How can bootstrapped companies thrive if they should hire at above market salary tabs. When I was hiring for my new venture one of the talented sales lead from a fortune 500 company said, “I am at 2.6 million salary”. I need 4.2 million to outweigh the risks  to join you”. It was only prudent to give her the phone numbers of the CEOs of few large companies where her need could be fulfilled. I wondered why she didn’t consider the risk to the start-up with such inflated wage bill at the bootstrapped stage. Many talented people are willing to join a start-up only if its funded. This means 95% of entrepreneurs must depend on talent who will ‘join’ them than the talent who they actually want. That’s why the bootstrapped companies struggle and I suspect they do compromise on the talent they hire.

Many moons ago I wrote this romantic piece about working for a entrepreneur


Bootstrapped Hiring guide

  1. You should avoid people who are actively looking for a job, I know this makes the recruitment process lengthier, but it’s worth it, for anybody who is an active job seeker your venture would be a means for their change then your need
  2. Ignore people who have worked in large companies with lengthy tenures, in my view this bunch are used to the salary, benefits and comfort big brands provide.

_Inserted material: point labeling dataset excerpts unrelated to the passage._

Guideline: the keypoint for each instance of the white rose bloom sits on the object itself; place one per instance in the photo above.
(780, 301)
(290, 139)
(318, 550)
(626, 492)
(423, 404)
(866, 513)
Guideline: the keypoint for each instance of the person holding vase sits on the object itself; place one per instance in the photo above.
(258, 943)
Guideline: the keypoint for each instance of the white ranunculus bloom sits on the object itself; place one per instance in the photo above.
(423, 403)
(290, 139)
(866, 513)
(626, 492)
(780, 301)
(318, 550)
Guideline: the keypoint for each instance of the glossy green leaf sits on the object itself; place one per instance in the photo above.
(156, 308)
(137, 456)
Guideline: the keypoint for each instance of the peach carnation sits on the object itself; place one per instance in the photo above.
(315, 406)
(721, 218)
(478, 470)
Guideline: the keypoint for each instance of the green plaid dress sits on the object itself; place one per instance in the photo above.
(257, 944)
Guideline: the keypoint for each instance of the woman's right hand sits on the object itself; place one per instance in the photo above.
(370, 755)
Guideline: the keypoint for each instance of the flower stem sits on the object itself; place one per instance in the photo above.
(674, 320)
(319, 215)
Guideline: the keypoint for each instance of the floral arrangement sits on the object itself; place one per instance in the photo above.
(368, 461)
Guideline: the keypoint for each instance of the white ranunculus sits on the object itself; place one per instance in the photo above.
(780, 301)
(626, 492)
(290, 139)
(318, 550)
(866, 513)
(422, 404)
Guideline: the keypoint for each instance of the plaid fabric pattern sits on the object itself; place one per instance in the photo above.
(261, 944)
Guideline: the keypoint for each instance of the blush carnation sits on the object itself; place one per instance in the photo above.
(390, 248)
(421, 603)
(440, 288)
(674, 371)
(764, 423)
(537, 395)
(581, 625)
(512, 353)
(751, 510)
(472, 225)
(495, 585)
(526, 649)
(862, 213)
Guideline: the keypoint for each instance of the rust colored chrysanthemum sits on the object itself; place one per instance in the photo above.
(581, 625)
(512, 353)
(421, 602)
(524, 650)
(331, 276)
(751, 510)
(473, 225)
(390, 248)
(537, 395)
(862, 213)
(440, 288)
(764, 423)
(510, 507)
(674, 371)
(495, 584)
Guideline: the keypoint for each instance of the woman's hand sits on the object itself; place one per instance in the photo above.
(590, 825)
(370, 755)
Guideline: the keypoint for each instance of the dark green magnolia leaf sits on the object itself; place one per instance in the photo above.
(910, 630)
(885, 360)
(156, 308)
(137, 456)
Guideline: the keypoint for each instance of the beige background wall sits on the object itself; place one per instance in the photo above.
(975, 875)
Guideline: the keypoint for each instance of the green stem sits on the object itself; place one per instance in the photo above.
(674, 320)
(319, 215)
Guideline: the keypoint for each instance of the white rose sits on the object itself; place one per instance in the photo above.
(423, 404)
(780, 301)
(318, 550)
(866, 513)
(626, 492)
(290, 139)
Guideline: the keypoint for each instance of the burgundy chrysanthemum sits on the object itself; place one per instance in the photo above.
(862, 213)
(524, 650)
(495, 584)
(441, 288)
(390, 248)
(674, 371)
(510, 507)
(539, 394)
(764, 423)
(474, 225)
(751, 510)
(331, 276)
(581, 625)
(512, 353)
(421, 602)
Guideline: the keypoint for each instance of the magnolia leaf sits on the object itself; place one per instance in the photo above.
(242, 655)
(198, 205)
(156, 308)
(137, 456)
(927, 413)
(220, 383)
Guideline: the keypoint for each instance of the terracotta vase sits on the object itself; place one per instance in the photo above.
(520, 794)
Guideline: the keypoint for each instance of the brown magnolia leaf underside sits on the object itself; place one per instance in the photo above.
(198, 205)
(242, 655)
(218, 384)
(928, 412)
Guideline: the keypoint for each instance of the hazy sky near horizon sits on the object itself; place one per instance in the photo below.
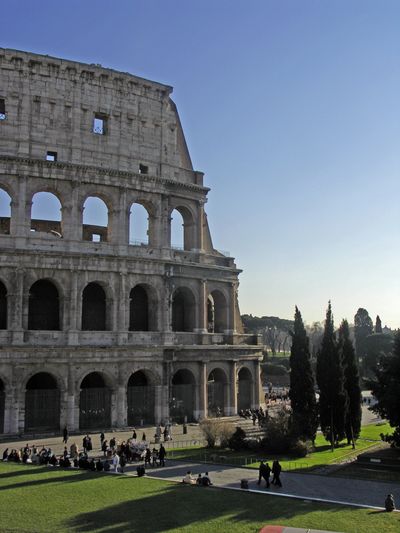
(291, 108)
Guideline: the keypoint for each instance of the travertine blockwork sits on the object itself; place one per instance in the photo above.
(97, 329)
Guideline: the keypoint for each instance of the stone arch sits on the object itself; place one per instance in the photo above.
(217, 390)
(46, 213)
(94, 307)
(2, 405)
(5, 211)
(182, 399)
(44, 306)
(42, 403)
(139, 224)
(140, 398)
(143, 308)
(3, 306)
(95, 401)
(244, 390)
(183, 310)
(217, 312)
(95, 218)
(182, 228)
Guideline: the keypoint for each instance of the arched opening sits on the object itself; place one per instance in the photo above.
(183, 310)
(5, 212)
(94, 308)
(219, 312)
(177, 230)
(44, 306)
(139, 228)
(182, 399)
(216, 392)
(42, 403)
(141, 400)
(3, 306)
(46, 214)
(95, 220)
(2, 406)
(138, 309)
(245, 383)
(94, 403)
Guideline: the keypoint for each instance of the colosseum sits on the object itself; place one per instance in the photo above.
(105, 320)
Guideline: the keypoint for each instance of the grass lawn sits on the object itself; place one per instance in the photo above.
(40, 499)
(320, 457)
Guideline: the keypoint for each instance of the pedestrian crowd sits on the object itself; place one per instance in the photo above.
(115, 454)
(264, 472)
(200, 480)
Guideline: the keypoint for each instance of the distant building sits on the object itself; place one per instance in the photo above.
(97, 328)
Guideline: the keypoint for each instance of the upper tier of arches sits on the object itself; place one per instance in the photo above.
(96, 215)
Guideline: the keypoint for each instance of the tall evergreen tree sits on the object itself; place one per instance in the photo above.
(302, 386)
(363, 326)
(386, 388)
(378, 325)
(330, 379)
(351, 383)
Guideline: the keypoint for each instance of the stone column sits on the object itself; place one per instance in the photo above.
(201, 411)
(75, 309)
(72, 421)
(202, 313)
(232, 406)
(200, 227)
(232, 309)
(257, 385)
(121, 404)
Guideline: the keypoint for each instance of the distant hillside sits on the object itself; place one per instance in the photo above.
(255, 324)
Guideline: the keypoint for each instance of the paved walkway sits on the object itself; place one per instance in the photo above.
(305, 486)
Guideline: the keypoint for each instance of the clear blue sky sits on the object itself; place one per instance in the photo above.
(291, 108)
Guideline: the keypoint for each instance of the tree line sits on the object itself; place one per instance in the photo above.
(338, 410)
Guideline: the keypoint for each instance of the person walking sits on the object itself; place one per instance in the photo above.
(276, 472)
(264, 472)
(161, 455)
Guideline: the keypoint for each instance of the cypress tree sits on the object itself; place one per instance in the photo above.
(302, 385)
(351, 383)
(330, 379)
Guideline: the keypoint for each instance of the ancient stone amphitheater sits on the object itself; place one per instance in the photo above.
(100, 325)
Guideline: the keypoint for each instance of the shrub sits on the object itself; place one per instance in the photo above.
(301, 448)
(271, 369)
(216, 431)
(237, 440)
(277, 438)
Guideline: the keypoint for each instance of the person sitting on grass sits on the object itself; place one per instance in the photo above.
(206, 482)
(189, 479)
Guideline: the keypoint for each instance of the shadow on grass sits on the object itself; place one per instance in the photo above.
(179, 506)
(57, 476)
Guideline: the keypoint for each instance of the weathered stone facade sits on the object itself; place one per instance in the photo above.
(97, 330)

It takes a lot of your time to attract them and they may eventually never join. Look for people who have quit their safe heavens and got experience in multiple organisations even if their CV looks unstable.
  3. Talent who have their spouses in a well-paid job are the ones you should go after as their appetite for a risk would be relatively higher.
  4. Be comfortable with folks who tell you that their previous stint wasn’t a roaring success.
  5. Try to hire people who are one notch below the role you are seeking, so that’s the punt you take on them to grow into and for you that would provide longevity of talent.

The Interview

The person, the value systems should be the core of your evaluation than the perfect expertise, you can teach the skills not the character. As an entrepreneur, you don’t have the time to deal with people who don’t evoke trust, this is a difficult one as interviews aren’t the best place to discover this.

Once you identify the person meet them multiple times so that you both have time to court and understand each other, meet each time to qualify a different purpose and not to waste each other’s time. The person is joining you, so, your punctuality, authenticity, decision making and your passion towards the cause determines the person who is making the call. Give them the personal touch no large organisations can and the hiring process quality few MNCs have.

I must admit that hiring during bootstrapped stage is a vicious circle as your idea takes off only when there is good talent beyond Founders. VCs also say they invest in people than the idea. But your ability to attract the talent of your choice without hurting your purse determines your success.

This means at the bootstrapped stage you are likely to court more people through your network. Your luck plus quality of network determines your quality of hire and thereby your success.

When you are the pilot , you can always control your flight.